I want to call special attention to the contribution of David N. Mayer who observed:
I write my own separate report to state my views on the matter and to discuss the Jefferson-Hemings controversy in a broader context. As I see it, belief in the paternity allegation—which, to me, is quite literally a myth—is a symptom of a disturbing trend in the history profession in recent years, discussed below.
Turner, Robert F.. The Jefferson-Hemings Controversy (p. 285). Carolina Academic Press. Kindle Edition.
We are now 20 years on and this trend has gotten worse.
Obviously, I sensed that there was a deep political game involved in this issue. I assumed that it was on the level of Marxists undermining American traditions. What I didn't realize was how banal and puerile the political partisanship was. The traction this new trend obtained was due to the momentary need to salvage a particularly lusty president from his own scandals, i.e., Clinton was being impeached:
“Thus began the “spin” on the DNA test results—and the most recent telling of the Jefferson-Hemings story. No doubt referring to his own book which portrayed Jefferson as an enigmatic “sphinx,” Professor Ellis wrote, “Recent work has also emphasized his massive personal contradictions and his dexterity at playing hide-and-seek within himself. The new evidence only deepens the paradoxes.” And, further evidencing new uses for the Jefferson image in modern American politics, Professor Ellis concluded, “Our heroes—and especially presidents—are not gods or saints, but flesh-and-blood humans, with all the frailties and imperfections that this entails.”20
The timing of the Nature article's publication—on the eve of the November 1998 Congressional elections and just weeks before the U.S. House of Representatives' vote to impeach President Bill Clinton—was not purely coincidental. Professor Ellis' accompanying article also noted, quite frankly, “Politically, the Thomas Jefferson verdict is likely to figure in upcoming impeachment hearings on William Jefferson Clinton's sexual indiscretions, in which DNA testing has also played a role.” In television interviews following release of the article, Professor Ellis elaborated on this theme; and Clinton's apologists made part of their defense the notion that every President—even Jefferson—had his “sexual indiscretions.” (It should be added that Ellis was among the so-called “Historians in Defense of the Constitution” who signed an October 1998 ad in the New York Times opposing Clinton's impeachment.)
Others besides Clinton apologists seized upon the alleged DNA “proof” of Jefferson paternity to advance their own ideological agendas. British journalists and commentators used the story much as they had in the 19th century, to denigrate American Revolutionaries by associating them with slaveholding.

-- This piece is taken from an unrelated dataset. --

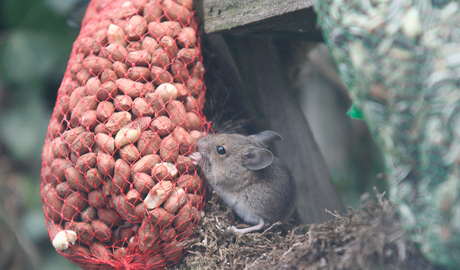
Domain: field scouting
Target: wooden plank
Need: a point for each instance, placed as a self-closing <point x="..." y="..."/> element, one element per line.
<point x="260" y="17"/>
<point x="250" y="67"/>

Thus, for example, Christopher Hitchens suggested in The Nation that Jefferson henceforth be described as “the slave-owning serial flogger, sex addict, and kinsman to ax murderers.” (One is reminded of reviews in the British press of the Mel Gibson movie, “The Patriot,” last summer. The Express noted that the real Francis Marion, the “Swamp Fox” on whom Gibson's Benjamin Martin character was based, “raped his slaves and hunted Red Indians for sport.”) And for many scholars of race and race relations in America, the Jefferson-Hemings story and reactions to it (particularly by those who continued to be skeptics) provided further evidence of the racism they say permeates American society. Indeed, for many, acceptance of the paternity thesis has become a kind of litmus test for “politically correct” views: those of us who continue to question it have been denounced as racially insensitive, if not racist. (For more on this, see the discussion of Annette Gordon-Reed's views, below.)
Turner, Robert F.. The Jefferson-Hemings Controversy (p. 291). Carolina Academic Press. Kindle Edition.
So, a partisan defense by a partisan masquerading as a scholar - one being fired for his own lies because he was so useful to the partisan left - and - voila!!!! - we mint new conventional wisdom that can't be questioned on pain of cancellation by “anti-racists.”
The monopolization of the academia by the Left has paid loathsome dividends.